Adding the third brick
I brought it up with Gluster installed and the partition and filesystem ready, so on the first brick:
$ sudo gluster gluster> peer probe brick2 peer probe: success. gluster> peer status Number of Peers: 2 Hostname: brick1 Uuid: 5d0e6754-4211-4105-b001-58bc83dc4bd6 State: Peer in Cluster (Connected) Hostname: brick2 Uuid: dc05b74e-0d8a-4704-b1d0-c855fdbf79ca State: Peer in Cluster (Connected) gluster> volume add-brick gv0 replica 3 brick2:/srv/brick1/gv0 volume add-brick: success gluster>
And that’s that.
Now back to k8s on the second brick
Bring up second node and configure it as for the first
Remember to create a new CSR template like the one for the first brick, and run
sudo microk8s refresh-certs
Enable important add-ons I forgot to earlier, on each node:
$ microk8s enable dns storage rbac
From first node, add node:
$ microk8s add-node
Copy the given command and paste that into a terminal window to the second brick.

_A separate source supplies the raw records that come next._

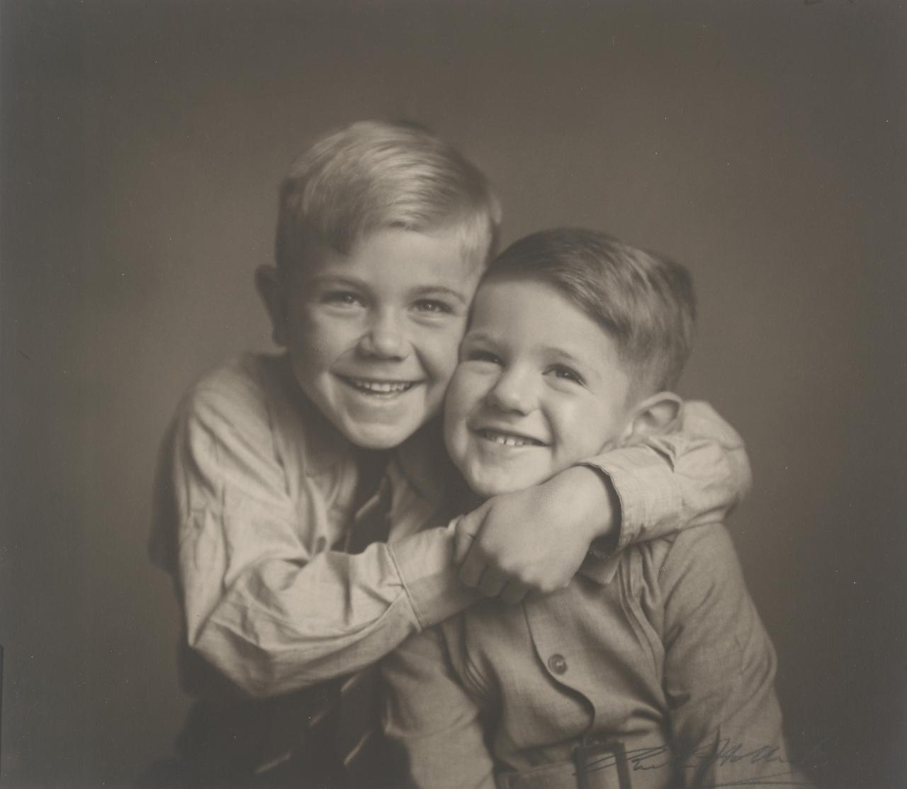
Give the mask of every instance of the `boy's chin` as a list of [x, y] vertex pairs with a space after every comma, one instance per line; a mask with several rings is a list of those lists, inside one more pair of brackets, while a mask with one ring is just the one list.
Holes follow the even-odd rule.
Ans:
[[547, 479], [547, 476], [538, 474], [473, 474], [467, 475], [466, 482], [477, 496], [491, 499], [504, 493], [524, 491]]

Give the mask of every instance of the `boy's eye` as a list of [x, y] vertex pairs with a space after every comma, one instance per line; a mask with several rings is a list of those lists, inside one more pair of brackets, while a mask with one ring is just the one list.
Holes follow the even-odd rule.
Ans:
[[454, 311], [449, 304], [438, 301], [436, 298], [422, 298], [415, 303], [414, 307], [419, 312], [429, 315], [449, 315]]
[[554, 377], [560, 378], [562, 381], [571, 381], [572, 383], [580, 384], [580, 385], [584, 383], [582, 375], [580, 375], [576, 370], [571, 367], [567, 367], [564, 365], [555, 365], [551, 367], [551, 372], [554, 374]]
[[337, 307], [363, 307], [365, 300], [359, 294], [352, 290], [329, 290], [321, 297], [325, 304], [333, 304]]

$ microk8s join 10.0.0.16:25000/a1ca3395f08c9796977c3acca0689a2c
Repeating for the third brick went the same
I now have a high-availability K8s cluster:
$ microk8s status microk8s is running high-availability: yes datastore master nodes: 10.0.0.16:19001 10.0.0.17:19001 10.0.0.18:19001 datastore standby nodes: none
And that’s the cluster.
There’s my bricks. The next step is to deploy a few things here that I want and kick at the tires a bit before I go to the next level and invest the time in getting this going on the laptops.
The first thing to do in deploying this on the laptops will be to plan it out. For example, unlike these virtual machines, the laptops are heterogeneous, and particularly for Gluster, have different sized hard drives. Probably I’ll take maximize the disk use for Gluster on the smallest one (that is, everything but the OS partition) and that’s the size of the Gluster partition for the rest.
Choosing the right-sized partitions will be trickier with the laptops as well because I won’t be able to change them later. The laptop’s hard drives are also quite a bit bigger than I expect to need for local storage–so maybe splitting it with CockroachDB might be useful, but I don’t see needing a tonne of space for that either.